10.2. Vorurteil in der Fachwelt
10.2.2 Vereinzelte Beispiele für das Vorliegen eines Vorurteils
Eine Aussage in einer einzelnen Patentschrift belegt grundsätzlich nicht das Vorliegen eines Vorurteils (T 19/81, ABl. 1982, 51; T 392/88, T 900/95, T 1212/01), da den technischen Informationen in einer Patentschrift oder einem wissenschaftlichen Artikel möglicherweise besondere Voraussetzungen oder die persönliche Ansicht des Verfassers zugrunde liegen. Dieses gilt jedoch nicht für Ausführungen in einem Standardwerk oder Lehrbuch, in dem das allgemeine Fachwissen auf dem fraglichen Gebiet zusammengefasst wird (T 321/87; T 392/88; T 515/91; T 453/92; T 1212/01).

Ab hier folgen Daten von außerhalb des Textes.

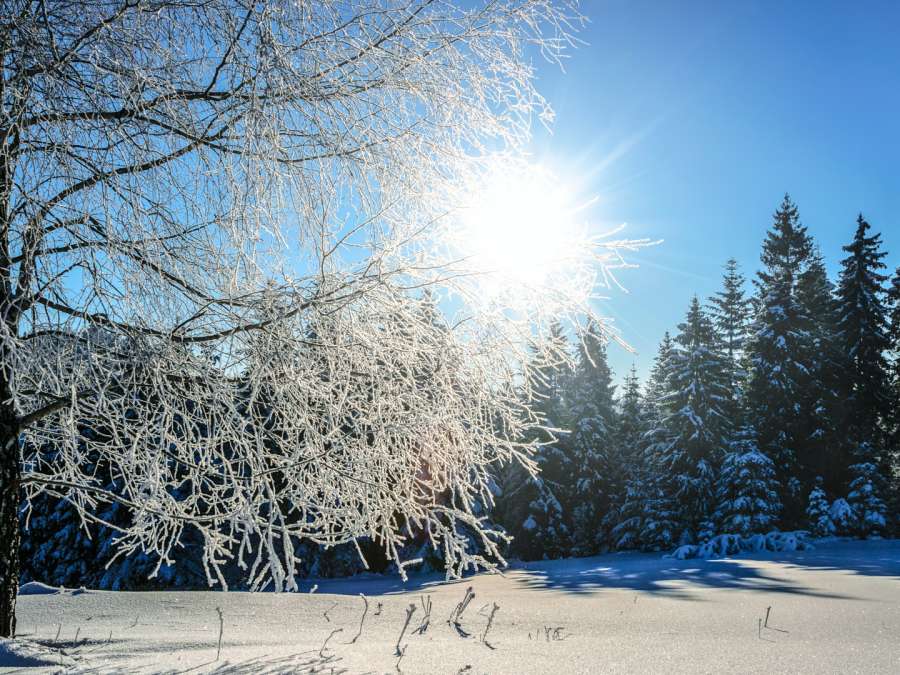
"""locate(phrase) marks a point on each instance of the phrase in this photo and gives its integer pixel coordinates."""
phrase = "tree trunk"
(10, 480)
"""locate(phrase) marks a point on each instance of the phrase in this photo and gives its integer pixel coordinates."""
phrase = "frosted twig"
(490, 622)
(362, 618)
(409, 612)
(426, 619)
(324, 644)
(456, 615)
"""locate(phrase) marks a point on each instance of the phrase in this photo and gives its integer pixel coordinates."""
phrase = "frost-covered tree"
(778, 350)
(818, 517)
(176, 177)
(696, 427)
(863, 336)
(865, 498)
(730, 311)
(656, 524)
(747, 488)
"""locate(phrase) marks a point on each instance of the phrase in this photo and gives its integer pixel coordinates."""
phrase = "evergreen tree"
(823, 451)
(865, 498)
(893, 475)
(624, 519)
(747, 490)
(817, 512)
(730, 310)
(532, 510)
(697, 427)
(658, 519)
(778, 352)
(863, 330)
(596, 467)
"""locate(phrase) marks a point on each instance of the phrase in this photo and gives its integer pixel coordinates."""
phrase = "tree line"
(773, 406)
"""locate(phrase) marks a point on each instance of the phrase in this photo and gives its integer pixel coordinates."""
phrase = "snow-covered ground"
(835, 609)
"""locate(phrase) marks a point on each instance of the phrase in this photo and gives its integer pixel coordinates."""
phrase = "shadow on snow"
(655, 574)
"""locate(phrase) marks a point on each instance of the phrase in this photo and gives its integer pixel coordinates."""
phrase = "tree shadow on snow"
(652, 573)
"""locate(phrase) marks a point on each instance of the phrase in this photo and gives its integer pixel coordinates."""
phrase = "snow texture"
(619, 613)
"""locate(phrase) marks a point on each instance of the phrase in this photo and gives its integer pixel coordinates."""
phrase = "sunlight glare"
(521, 229)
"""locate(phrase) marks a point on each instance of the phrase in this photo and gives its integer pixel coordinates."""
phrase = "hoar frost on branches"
(214, 219)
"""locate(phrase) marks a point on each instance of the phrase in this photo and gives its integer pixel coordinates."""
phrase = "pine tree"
(863, 330)
(778, 352)
(865, 498)
(817, 512)
(595, 471)
(658, 529)
(747, 490)
(893, 474)
(730, 311)
(624, 519)
(823, 450)
(697, 427)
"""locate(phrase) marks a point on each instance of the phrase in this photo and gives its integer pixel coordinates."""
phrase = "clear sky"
(690, 120)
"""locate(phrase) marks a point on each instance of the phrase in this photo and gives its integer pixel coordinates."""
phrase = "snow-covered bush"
(731, 544)
(842, 516)
(817, 515)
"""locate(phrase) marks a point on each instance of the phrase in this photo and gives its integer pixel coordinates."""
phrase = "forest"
(772, 406)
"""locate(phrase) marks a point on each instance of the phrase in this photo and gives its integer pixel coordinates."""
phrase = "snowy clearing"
(833, 609)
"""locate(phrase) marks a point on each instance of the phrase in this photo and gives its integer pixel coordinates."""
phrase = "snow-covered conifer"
(778, 351)
(596, 473)
(696, 427)
(824, 449)
(818, 515)
(730, 311)
(747, 489)
(865, 498)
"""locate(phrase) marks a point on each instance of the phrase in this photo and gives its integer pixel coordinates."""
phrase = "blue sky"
(690, 120)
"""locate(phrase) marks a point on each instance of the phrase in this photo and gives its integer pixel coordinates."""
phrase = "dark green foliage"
(747, 489)
(596, 465)
(779, 352)
(863, 334)
(696, 428)
(731, 315)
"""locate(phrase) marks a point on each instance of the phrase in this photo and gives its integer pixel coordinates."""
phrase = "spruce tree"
(865, 496)
(730, 310)
(534, 514)
(658, 527)
(625, 516)
(747, 490)
(778, 352)
(818, 517)
(595, 466)
(863, 332)
(893, 475)
(697, 427)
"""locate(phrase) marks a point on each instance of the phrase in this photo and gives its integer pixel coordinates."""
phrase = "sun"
(521, 229)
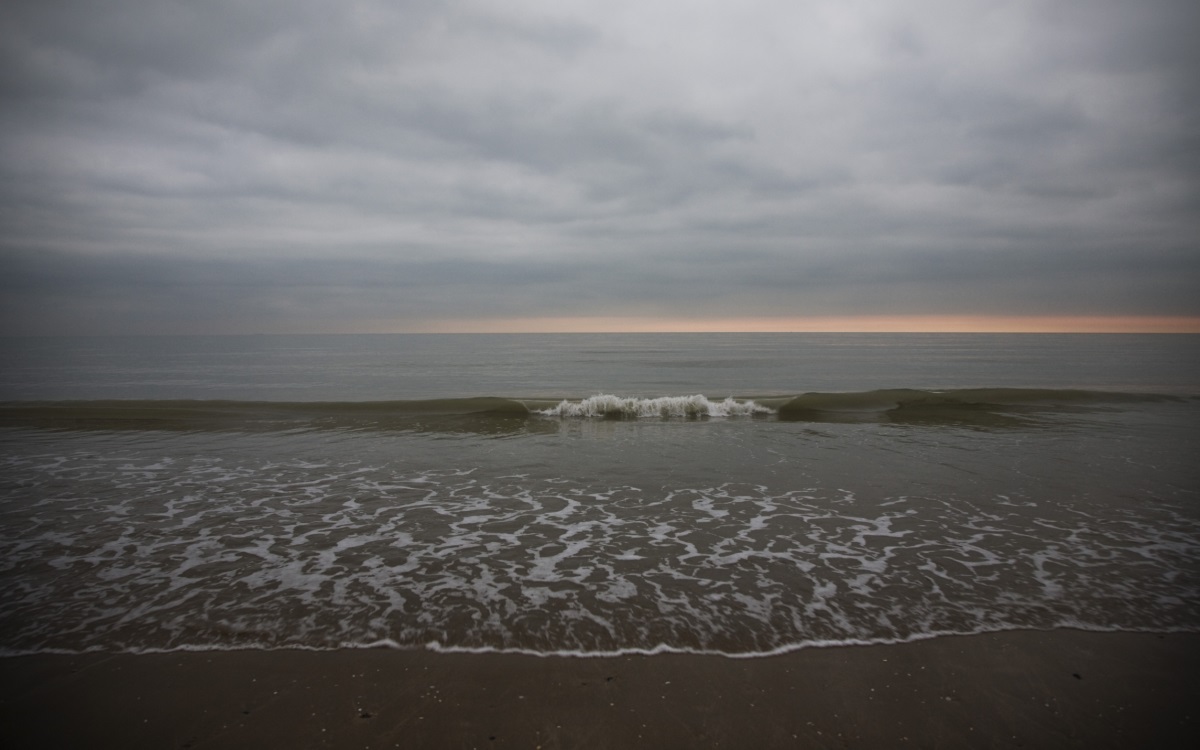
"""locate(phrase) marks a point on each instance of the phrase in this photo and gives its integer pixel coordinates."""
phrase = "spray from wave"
(688, 407)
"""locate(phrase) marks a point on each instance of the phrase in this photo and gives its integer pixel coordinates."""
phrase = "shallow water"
(869, 516)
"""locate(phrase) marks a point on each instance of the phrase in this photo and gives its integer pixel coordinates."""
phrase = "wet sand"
(1059, 689)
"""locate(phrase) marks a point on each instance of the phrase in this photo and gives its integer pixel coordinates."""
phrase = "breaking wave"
(689, 407)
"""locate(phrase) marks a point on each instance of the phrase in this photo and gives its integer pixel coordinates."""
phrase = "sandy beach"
(1056, 689)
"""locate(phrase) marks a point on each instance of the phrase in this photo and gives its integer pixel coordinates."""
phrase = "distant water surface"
(601, 493)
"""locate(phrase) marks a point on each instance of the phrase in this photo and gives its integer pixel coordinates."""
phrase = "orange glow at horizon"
(840, 324)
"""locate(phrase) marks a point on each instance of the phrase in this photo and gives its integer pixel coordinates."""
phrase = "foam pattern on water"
(624, 407)
(130, 552)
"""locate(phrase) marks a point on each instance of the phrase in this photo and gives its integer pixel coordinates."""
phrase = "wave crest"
(689, 407)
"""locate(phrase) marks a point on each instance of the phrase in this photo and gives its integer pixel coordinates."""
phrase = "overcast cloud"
(303, 166)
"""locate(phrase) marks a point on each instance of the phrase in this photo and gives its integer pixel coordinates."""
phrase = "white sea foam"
(564, 558)
(664, 407)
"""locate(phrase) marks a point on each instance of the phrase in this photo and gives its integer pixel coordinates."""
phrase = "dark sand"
(1061, 689)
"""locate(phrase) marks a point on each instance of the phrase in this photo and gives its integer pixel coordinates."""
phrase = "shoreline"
(1012, 689)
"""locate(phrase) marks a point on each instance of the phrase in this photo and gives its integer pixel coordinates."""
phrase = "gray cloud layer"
(329, 166)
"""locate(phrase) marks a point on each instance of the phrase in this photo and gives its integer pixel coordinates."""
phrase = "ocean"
(720, 493)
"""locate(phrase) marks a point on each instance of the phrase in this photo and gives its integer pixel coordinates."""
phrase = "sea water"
(593, 493)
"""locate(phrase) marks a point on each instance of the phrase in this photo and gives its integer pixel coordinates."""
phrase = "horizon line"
(814, 324)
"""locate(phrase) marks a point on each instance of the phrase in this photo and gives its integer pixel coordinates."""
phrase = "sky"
(231, 167)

In T 943/92 wurde das Vorliegen eines Vorurteils durch ein Fachbuch belegt, welches das Fachwissen auf dem Spezialgebiet des angefochtenen Patents widerspiegelte. Dieses Fachbuch beinhalte nicht die Meinung eines einzigen Autors des Fachbereichs, sondern die der Fachwelt, denn es resultierte aus der Mitarbeit "zahlreicher anerkannter Wissenschaftler, Techniker, Praktiker sowie Verbände und Institute". Allgemeine kritische Bemerkungen in einem einzigen Lehrbuch belegen nicht hinreichend, dass ein Vorurteil besteht, wenn eine Vielzahl von Vorveröffentlichungen auf das Gegenteil hindeuten (T 134/93).
In T 1989/08 machte die Kammer darauf aufmerksam, dass es z. B. nicht genügt, dass die Meinung oder Vorstellung von einer begrenzten Zahl von Personen vertreten wird oder in einem bestimmten Unternehmen, gleich welcher Größe, vorherrscht. Im vorliegenden Fall umfassten die vorgebrachten Beweismittel zum Beleg des angeblichen Vorurteils insgesamt nicht mehr als zehn Dokumente, die alle entweder fachspezifische Abhandlungen oder Patente waren. Diese geringe Zahl von Veröffentlichungen, die für eine ausgewählte Leserschaft in dem betreffenden Fachgebiet gedacht waren, war an sich keine tragfähige Grundlage für die Behauptung, es liege ein Vorurteil vor (s. auch T 25/09).
In T 2044/09 wurde eine Erklärung eines Sachverständigen auf dem betreffenden Gebiet nicht als Beweis dafür angesehen, dass am Prioritätstag im Stand der Technik ein Vorurteil bestand: Die fragliche Erklärung gebe vielmehr die Auffassung eines einzelnen Sachverständigen wieder, die dieser fast zehn Jahre nach dem Prioritätstag geäußert habe.
In T 638/19 befand die Kammer, dass es sich bei den angeblichen Vorurteilen im Stand der Technik bei D4 und D1 um vereinzelte Veröffentlichungen handelt, die weder allgemeines Fachwissen darstellen noch Schlussfolgerungen enthalten, die von der Fachperson als allgemein anwendbar verstanden werden können. Daher können sie für die Fachperson kein Vorurteil begründen.